There is someone behind me. He is very tall. He is wearing a white coat, but it is covered in old, black blood. He is holding a hammer. His face is gone. It is just a smooth mask of skin. He has no eyes, no nose, no mouth. He is what happens when you cut too much away.

"Hello, Violet," a voice says. It is not coming from his mouth. It is coming from the walls.

"The roses are red," the voice whispers.

I cannot move. My legs feel like lead. I am a det-- I should shoot. I should run. But I am not a detect-- I am a do-- I am his doll. He is reaching for the ice pick on the tray. He is moving very slowly, like he is underwater.

"The violets are head," he continues.

He is standing in front of me now. I can smell the bleach on his breath. He doesn't have a mouth, but I can hear him breathing. It sounds like a wind blowing through a graveyard. He is lifting the metal rod. He is touching the scar above my eye. It doesn't hurt. It feels cold. It feels like coming home.

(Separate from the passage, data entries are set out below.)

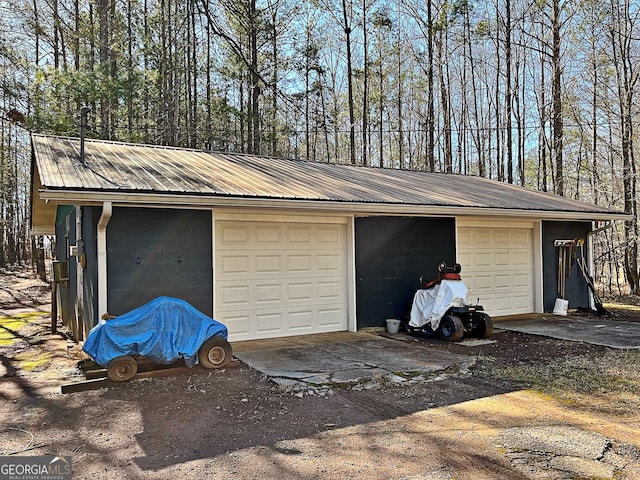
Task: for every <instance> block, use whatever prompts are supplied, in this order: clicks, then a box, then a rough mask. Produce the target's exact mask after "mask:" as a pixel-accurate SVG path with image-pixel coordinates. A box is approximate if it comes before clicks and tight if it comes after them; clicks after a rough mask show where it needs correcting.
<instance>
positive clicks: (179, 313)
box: [82, 297, 233, 382]
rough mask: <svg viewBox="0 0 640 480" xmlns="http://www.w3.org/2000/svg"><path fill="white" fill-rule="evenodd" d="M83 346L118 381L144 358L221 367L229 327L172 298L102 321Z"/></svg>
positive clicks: (223, 363) (228, 348)
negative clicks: (176, 361) (228, 327)
mask: <svg viewBox="0 0 640 480" xmlns="http://www.w3.org/2000/svg"><path fill="white" fill-rule="evenodd" d="M82 349H83V350H84V351H85V352H86V353H88V354H89V355H90V356H91V357H92V358H93V359H94V360H95V362H96V363H97V364H98V365H101V366H103V367H105V368H106V369H107V377H108V378H109V379H110V380H113V381H116V382H123V381H126V380H131V379H132V378H133V377H135V375H136V373H137V372H138V362H137V359H142V358H144V359H149V360H151V361H153V362H155V363H159V364H164V365H169V364H171V363H173V362H175V361H177V360H179V359H183V360H184V362H185V364H186V366H187V367H193V366H194V365H196V364H198V363H199V364H200V365H202V366H203V367H205V368H223V367H225V366H227V365H229V363H230V362H231V361H232V359H233V351H232V349H231V345H230V344H229V342H228V341H227V327H226V326H224V325H223V324H222V323H220V322H217V321H215V320H213V319H212V318H210V317H208V316H207V315H205V314H204V313H201V312H200V311H198V310H197V309H196V308H195V307H193V306H192V305H190V304H189V303H187V302H185V301H184V300H180V299H177V298H171V297H158V298H156V299H154V300H152V301H151V302H149V303H147V304H145V305H142V306H141V307H138V308H136V309H134V310H131V311H130V312H127V313H125V314H123V315H120V316H118V317H115V318H111V319H102V320H100V322H99V323H98V325H96V326H95V327H93V328H92V329H91V331H90V332H89V336H88V338H87V341H86V342H85V344H84V347H83V348H82Z"/></svg>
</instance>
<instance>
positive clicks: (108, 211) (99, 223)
mask: <svg viewBox="0 0 640 480" xmlns="http://www.w3.org/2000/svg"><path fill="white" fill-rule="evenodd" d="M112 213H113V207H112V205H111V202H104V203H103V204H102V214H101V215H100V219H99V220H98V232H97V233H98V240H97V241H98V315H99V317H100V318H102V315H104V314H105V313H107V311H108V310H107V298H108V292H107V225H108V224H109V220H111V215H112ZM98 320H99V319H98Z"/></svg>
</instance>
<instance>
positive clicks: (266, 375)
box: [233, 332, 473, 394]
mask: <svg viewBox="0 0 640 480" xmlns="http://www.w3.org/2000/svg"><path fill="white" fill-rule="evenodd" d="M233 353H234V355H235V356H236V357H237V358H239V359H240V360H241V361H242V362H244V363H245V364H247V365H248V366H250V367H251V368H254V369H256V370H258V371H259V372H261V373H262V374H264V375H266V376H267V377H268V378H269V379H270V380H272V381H274V382H275V383H277V384H278V385H281V386H283V387H291V388H292V389H293V390H296V391H301V390H303V389H304V390H306V391H308V389H309V388H311V389H316V390H317V391H318V392H319V393H320V394H326V393H328V391H329V390H330V388H331V386H335V385H340V386H344V387H352V388H354V387H357V386H361V387H362V388H373V385H374V384H375V383H378V384H379V383H383V382H386V381H392V382H405V381H424V380H425V379H427V378H428V377H429V376H431V375H434V373H435V372H440V371H444V370H447V369H457V370H465V369H468V367H469V366H470V365H472V363H473V357H470V356H464V355H457V354H453V353H448V352H441V351H438V350H433V349H429V348H425V347H422V346H417V345H413V344H412V343H409V342H399V341H396V340H391V339H389V338H384V337H381V336H378V335H374V334H371V333H363V332H358V333H353V332H335V333H322V334H315V335H304V336H295V337H284V338H274V339H264V340H249V341H244V342H236V343H234V344H233ZM372 382H373V383H372Z"/></svg>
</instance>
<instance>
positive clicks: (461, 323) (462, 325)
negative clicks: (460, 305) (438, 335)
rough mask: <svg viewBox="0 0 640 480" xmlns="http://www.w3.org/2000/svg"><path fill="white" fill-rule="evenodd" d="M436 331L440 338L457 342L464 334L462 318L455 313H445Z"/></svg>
mask: <svg viewBox="0 0 640 480" xmlns="http://www.w3.org/2000/svg"><path fill="white" fill-rule="evenodd" d="M438 333H439V335H440V338H441V339H442V340H446V341H447V342H457V341H459V340H462V336H463V335H464V326H463V325H462V320H460V318H458V317H456V316H455V315H445V316H444V317H442V319H441V320H440V326H439V327H438Z"/></svg>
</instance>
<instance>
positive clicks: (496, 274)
mask: <svg viewBox="0 0 640 480" xmlns="http://www.w3.org/2000/svg"><path fill="white" fill-rule="evenodd" d="M458 231H459V235H458V258H459V261H460V262H461V263H462V278H463V280H464V281H465V283H466V284H467V286H468V287H469V297H470V299H474V301H475V298H477V297H480V303H481V304H482V305H483V306H484V308H485V310H487V312H488V313H489V314H490V315H494V316H500V315H512V314H516V313H529V312H532V311H533V267H532V265H533V248H532V245H533V230H532V229H531V228H503V227H460V228H459V229H458Z"/></svg>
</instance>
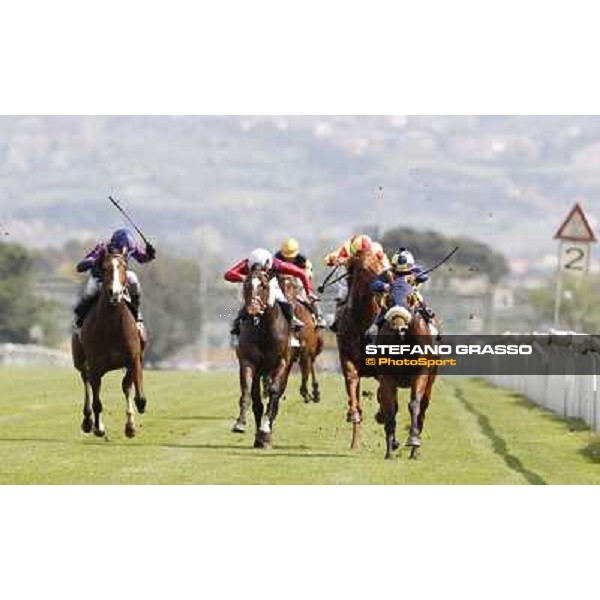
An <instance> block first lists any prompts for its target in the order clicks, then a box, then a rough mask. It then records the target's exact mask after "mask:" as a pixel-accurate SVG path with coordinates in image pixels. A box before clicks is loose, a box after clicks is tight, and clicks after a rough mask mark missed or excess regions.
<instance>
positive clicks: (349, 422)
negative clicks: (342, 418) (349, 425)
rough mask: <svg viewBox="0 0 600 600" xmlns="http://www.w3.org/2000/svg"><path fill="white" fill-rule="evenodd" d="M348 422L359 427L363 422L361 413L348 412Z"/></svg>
mask: <svg viewBox="0 0 600 600" xmlns="http://www.w3.org/2000/svg"><path fill="white" fill-rule="evenodd" d="M346 421H348V423H352V424H354V425H358V424H359V423H360V422H361V421H362V419H361V417H360V413H359V412H358V411H357V410H353V409H350V410H349V411H348V414H347V415H346Z"/></svg>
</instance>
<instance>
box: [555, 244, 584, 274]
mask: <svg viewBox="0 0 600 600" xmlns="http://www.w3.org/2000/svg"><path fill="white" fill-rule="evenodd" d="M588 253H589V250H588V248H587V247H585V246H581V245H579V244H572V243H571V244H569V245H568V246H567V245H565V246H563V249H562V259H561V268H562V270H564V271H569V272H571V273H586V272H587V270H588Z"/></svg>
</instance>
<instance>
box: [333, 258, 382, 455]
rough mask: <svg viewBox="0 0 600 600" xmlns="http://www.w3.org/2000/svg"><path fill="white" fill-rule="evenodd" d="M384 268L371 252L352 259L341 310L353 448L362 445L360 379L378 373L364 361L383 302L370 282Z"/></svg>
mask: <svg viewBox="0 0 600 600" xmlns="http://www.w3.org/2000/svg"><path fill="white" fill-rule="evenodd" d="M382 271H383V264H382V262H381V261H380V260H379V259H378V258H377V257H376V256H375V255H374V254H373V253H372V252H370V251H367V252H361V253H360V254H359V255H357V256H356V257H354V258H352V259H351V261H350V263H349V265H348V277H349V281H348V300H347V301H346V303H345V304H344V305H343V306H341V307H340V309H339V313H338V319H337V322H338V328H337V333H336V337H337V344H338V352H339V356H340V363H341V367H342V373H343V376H344V381H345V383H346V392H347V394H348V413H347V421H348V422H349V423H352V444H351V448H352V450H357V449H358V448H359V447H360V424H361V421H362V407H361V404H360V379H361V377H372V376H374V373H373V372H369V373H368V372H367V371H366V368H365V366H364V365H363V364H361V344H362V341H363V336H364V335H365V333H366V332H367V330H368V329H369V327H371V325H372V324H373V321H374V320H375V317H376V316H377V314H378V312H379V301H378V298H377V296H376V294H374V293H373V292H372V291H371V289H370V285H371V282H372V281H373V279H374V278H375V277H377V276H378V275H379V274H380V273H381V272H382Z"/></svg>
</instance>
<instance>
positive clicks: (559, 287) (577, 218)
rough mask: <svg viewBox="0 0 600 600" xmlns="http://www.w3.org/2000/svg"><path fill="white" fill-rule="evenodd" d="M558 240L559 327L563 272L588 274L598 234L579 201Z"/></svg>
mask: <svg viewBox="0 0 600 600" xmlns="http://www.w3.org/2000/svg"><path fill="white" fill-rule="evenodd" d="M554 239H555V240H558V272H557V277H556V299H555V302H554V327H558V324H559V318H560V305H561V301H562V295H563V291H562V282H563V273H570V274H572V275H586V274H587V273H588V271H589V270H590V257H591V254H592V244H595V243H596V242H597V239H596V236H595V235H594V232H593V230H592V228H591V227H590V224H589V222H588V220H587V218H586V216H585V213H584V212H583V209H582V208H581V206H580V205H579V203H577V204H575V206H574V207H573V208H572V209H571V212H570V213H569V214H568V216H567V218H566V219H565V220H564V221H563V224H562V225H561V226H560V227H559V228H558V231H557V232H556V234H555V235H554Z"/></svg>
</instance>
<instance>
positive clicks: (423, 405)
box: [419, 372, 437, 435]
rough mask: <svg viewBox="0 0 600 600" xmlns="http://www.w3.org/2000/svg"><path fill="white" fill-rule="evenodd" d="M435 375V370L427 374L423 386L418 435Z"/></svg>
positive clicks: (422, 430) (422, 422)
mask: <svg viewBox="0 0 600 600" xmlns="http://www.w3.org/2000/svg"><path fill="white" fill-rule="evenodd" d="M436 375H437V374H436V373H435V372H433V373H431V375H429V377H428V379H427V385H426V387H425V393H424V394H423V398H422V399H421V414H420V415H419V435H421V434H422V433H423V426H424V425H425V413H426V412H427V408H428V407H429V402H430V401H431V392H432V391H433V384H434V382H435V379H436Z"/></svg>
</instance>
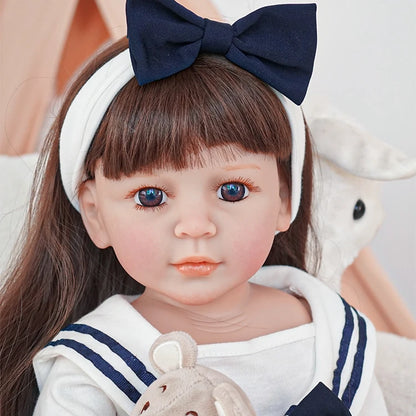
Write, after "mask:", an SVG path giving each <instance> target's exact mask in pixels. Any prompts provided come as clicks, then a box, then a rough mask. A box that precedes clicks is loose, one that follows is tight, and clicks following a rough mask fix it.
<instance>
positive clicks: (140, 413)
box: [140, 402, 150, 414]
mask: <svg viewBox="0 0 416 416" xmlns="http://www.w3.org/2000/svg"><path fill="white" fill-rule="evenodd" d="M149 406H150V403H149V402H146V403H145V404H144V406H143V409H142V411H141V412H140V414H142V413H143V412H145V411H146V410H147V409H148V408H149Z"/></svg>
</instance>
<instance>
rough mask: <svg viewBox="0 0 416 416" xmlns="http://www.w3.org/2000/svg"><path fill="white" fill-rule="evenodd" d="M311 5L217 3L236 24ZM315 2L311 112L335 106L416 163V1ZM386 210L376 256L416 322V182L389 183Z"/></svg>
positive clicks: (324, 0) (384, 199)
mask: <svg viewBox="0 0 416 416" xmlns="http://www.w3.org/2000/svg"><path fill="white" fill-rule="evenodd" d="M306 2H313V0H226V1H225V0H213V3H214V4H215V5H216V7H217V8H218V10H220V12H221V13H222V15H223V16H225V18H226V19H227V20H229V21H234V20H236V19H237V18H238V17H241V16H244V15H245V14H247V13H248V12H250V11H252V10H254V9H256V8H259V7H262V6H266V5H270V4H276V3H306ZM315 2H316V3H317V4H318V50H317V56H316V64H315V70H314V75H313V77H312V79H311V84H310V88H309V92H308V95H307V98H306V100H305V107H306V108H307V107H308V104H309V105H310V104H311V102H313V101H316V100H317V99H318V98H320V99H323V100H324V101H328V103H330V104H331V105H333V106H334V107H335V108H336V109H337V110H339V111H341V112H342V113H344V114H345V115H347V116H348V118H351V119H352V120H354V121H355V122H357V123H358V124H359V125H361V126H362V127H364V129H365V130H367V131H368V132H369V133H370V134H371V135H372V136H375V137H377V138H378V139H380V140H383V141H385V142H386V143H389V144H390V145H392V146H395V147H396V148H398V149H400V150H402V151H403V152H405V153H406V154H408V155H409V156H413V157H416V104H415V102H416V0H396V1H394V0H344V1H340V0H315ZM318 101H319V100H318ZM383 205H384V210H385V220H384V223H383V224H382V226H381V229H380V230H379V232H378V234H377V236H376V237H375V239H374V240H373V243H372V249H373V251H374V252H375V254H376V256H377V258H378V260H379V262H380V264H381V265H382V267H383V268H384V270H385V271H386V273H387V274H388V275H389V276H390V279H391V281H392V282H393V284H394V286H395V287H396V288H397V290H398V291H399V293H400V294H401V296H402V297H403V299H404V301H405V302H406V304H407V305H408V307H409V309H410V310H411V312H412V313H413V315H414V316H415V317H416V178H412V179H407V180H401V181H394V182H389V183H387V182H386V183H384V185H383ZM375 284H376V282H375Z"/></svg>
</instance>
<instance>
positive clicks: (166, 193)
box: [125, 185, 172, 212]
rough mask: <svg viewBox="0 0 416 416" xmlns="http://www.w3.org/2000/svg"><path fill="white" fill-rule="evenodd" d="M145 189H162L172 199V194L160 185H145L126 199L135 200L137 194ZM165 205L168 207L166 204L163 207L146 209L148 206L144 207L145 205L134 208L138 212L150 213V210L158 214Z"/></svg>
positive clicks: (128, 194) (154, 207)
mask: <svg viewBox="0 0 416 416" xmlns="http://www.w3.org/2000/svg"><path fill="white" fill-rule="evenodd" d="M145 188H157V189H160V190H161V191H163V192H164V193H165V194H166V196H167V197H168V198H171V197H172V193H170V192H169V191H168V190H167V189H166V188H165V187H164V186H160V185H143V186H139V187H138V188H136V189H135V190H133V191H131V192H129V193H128V194H127V195H126V197H125V198H126V199H131V198H134V196H135V195H136V194H137V192H139V191H141V190H142V189H145ZM165 205H166V203H164V204H162V205H156V206H154V207H146V206H143V205H139V204H135V206H134V208H135V209H137V210H138V211H148V210H151V211H154V212H157V211H159V210H161V209H162V208H163V207H164V206H165Z"/></svg>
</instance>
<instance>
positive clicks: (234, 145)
mask: <svg viewBox="0 0 416 416" xmlns="http://www.w3.org/2000/svg"><path fill="white" fill-rule="evenodd" d="M186 159H187V161H186V165H185V166H184V167H183V170H188V169H198V168H210V167H221V168H223V169H224V170H234V169H236V168H240V169H243V168H253V169H260V166H261V165H262V164H263V163H265V162H270V160H273V161H276V156H275V155H274V154H266V153H254V152H252V151H248V150H244V149H242V148H241V147H240V146H237V145H222V146H215V147H210V148H209V147H203V148H202V149H201V150H200V152H198V153H191V154H189V155H188V156H187V158H186ZM158 170H182V169H177V168H175V167H174V165H173V163H172V164H171V163H169V162H167V163H164V164H163V165H159V164H158V165H149V166H148V167H146V168H144V169H140V171H143V172H146V173H153V172H155V171H158Z"/></svg>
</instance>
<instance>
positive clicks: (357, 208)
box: [352, 199, 365, 221]
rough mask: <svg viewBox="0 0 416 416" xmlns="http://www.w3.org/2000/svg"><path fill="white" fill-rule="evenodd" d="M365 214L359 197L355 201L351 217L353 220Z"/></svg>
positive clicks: (362, 215) (362, 206)
mask: <svg viewBox="0 0 416 416" xmlns="http://www.w3.org/2000/svg"><path fill="white" fill-rule="evenodd" d="M364 214H365V204H364V202H363V201H362V200H361V199H359V200H358V201H357V202H356V203H355V207H354V210H353V213H352V217H353V218H354V220H355V221H357V220H359V219H360V218H362V217H363V216H364Z"/></svg>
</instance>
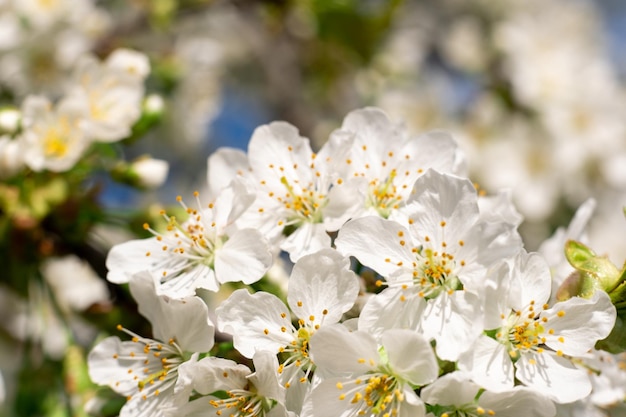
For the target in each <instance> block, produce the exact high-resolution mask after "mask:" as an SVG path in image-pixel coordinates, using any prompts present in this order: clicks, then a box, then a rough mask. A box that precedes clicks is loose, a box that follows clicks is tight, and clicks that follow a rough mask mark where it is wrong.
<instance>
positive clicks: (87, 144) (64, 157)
mask: <svg viewBox="0 0 626 417" xmlns="http://www.w3.org/2000/svg"><path fill="white" fill-rule="evenodd" d="M87 112H88V107H87V106H86V104H85V103H84V102H81V101H79V100H62V101H61V102H59V103H58V104H57V105H56V106H55V107H53V106H52V104H51V103H50V101H49V100H48V99H47V98H45V97H41V96H29V97H27V98H26V99H25V100H24V102H23V104H22V126H23V128H24V132H23V133H22V136H21V146H22V152H23V158H24V163H25V164H26V165H28V167H30V169H32V170H33V171H42V170H45V169H47V170H50V171H56V172H63V171H67V170H69V169H71V168H72V167H73V166H74V165H75V164H76V162H77V161H78V160H79V159H80V157H81V156H82V155H83V153H84V152H85V150H86V149H87V147H88V146H89V144H90V141H89V140H87V138H86V137H85V134H84V131H83V130H82V128H81V123H82V121H83V119H84V117H86V115H87Z"/></svg>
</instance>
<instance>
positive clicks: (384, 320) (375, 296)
mask: <svg viewBox="0 0 626 417" xmlns="http://www.w3.org/2000/svg"><path fill="white" fill-rule="evenodd" d="M403 293H404V292H403V291H402V290H401V289H397V288H387V289H385V290H383V291H382V292H381V293H378V294H375V295H373V296H371V297H370V298H369V299H368V300H367V303H366V304H365V306H364V307H363V309H362V310H361V314H360V316H359V324H358V327H359V330H361V331H366V332H368V333H371V334H373V335H376V336H379V335H381V334H382V333H383V332H384V331H385V330H387V329H391V328H399V329H412V330H416V329H418V328H419V326H420V321H421V317H422V316H423V314H424V309H425V308H426V301H425V300H424V299H423V298H422V297H418V296H413V297H407V298H406V300H405V301H402V298H401V296H402V295H403Z"/></svg>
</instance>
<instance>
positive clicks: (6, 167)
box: [0, 136, 24, 179]
mask: <svg viewBox="0 0 626 417" xmlns="http://www.w3.org/2000/svg"><path fill="white" fill-rule="evenodd" d="M23 167H24V161H23V158H22V149H21V145H20V141H19V140H18V139H11V138H10V137H8V136H0V179H4V178H9V177H11V176H13V175H15V174H17V173H18V172H19V171H20V170H21V169H22V168H23Z"/></svg>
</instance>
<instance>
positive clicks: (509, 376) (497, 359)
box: [458, 335, 514, 392]
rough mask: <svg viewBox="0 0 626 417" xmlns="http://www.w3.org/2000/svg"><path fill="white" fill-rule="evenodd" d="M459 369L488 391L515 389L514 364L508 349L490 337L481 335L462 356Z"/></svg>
mask: <svg viewBox="0 0 626 417" xmlns="http://www.w3.org/2000/svg"><path fill="white" fill-rule="evenodd" d="M458 367H459V369H460V370H462V371H464V372H467V373H468V374H469V375H470V377H471V378H472V380H473V381H474V382H476V383H477V384H479V385H480V386H482V387H484V388H486V389H488V390H492V391H496V392H500V391H504V390H508V389H511V388H513V382H514V381H513V362H512V361H511V358H510V357H509V354H508V352H507V350H506V347H505V346H504V345H502V344H501V343H498V342H497V341H495V340H493V339H492V338H490V337H487V336H484V335H481V336H480V337H479V338H478V340H476V342H475V343H474V344H473V345H472V347H471V348H470V349H469V350H468V351H467V352H465V353H464V354H462V355H461V357H460V358H459V362H458Z"/></svg>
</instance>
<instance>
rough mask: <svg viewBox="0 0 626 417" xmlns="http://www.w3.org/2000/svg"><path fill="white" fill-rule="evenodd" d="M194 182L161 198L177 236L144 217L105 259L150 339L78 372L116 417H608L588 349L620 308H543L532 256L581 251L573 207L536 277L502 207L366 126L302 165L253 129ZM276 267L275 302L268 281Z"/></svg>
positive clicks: (562, 257) (419, 137)
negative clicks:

"Now we're dead,"I whisper.

I am not afraid. That is the problem. He took the part of me that knows how to be afraid twenty years ago. I am just a body. I am just a container for a brain that has been sliced and diced.

He is raising the hammer. He looks happy. I can feel it. He wants to finish the poem. He wants to make the world quiet again. He wants to take the last piece of "me" away so I can be perfect.

I am looking at the recorder. If anyone finds this, do not come here. Do not look for the truth. Some things are broken for a reason. Some doors should stay closed. The brain is a garden, and the doctor is the gardener. He is just pulling the weeds.

[Sound of a sharp, metallic 'clink' against bone.]

He is tapping the metal. It is resting against my eye. The cold is spreading through my skull. It is almost beautiful. The fog is coming inside my head now. It is white and soft.

Roses are red...

Violets are...

[A loud, wet thud. The sound of something heavy falling to the floor.]

[Static increases.]

[A new voice, deep and raspy, speaks into the recorder.]

"Entry 405. The subject has returned. The procedure is complete. The ward is full again. We are all very quiet now. We are all very good. The world is finally silent."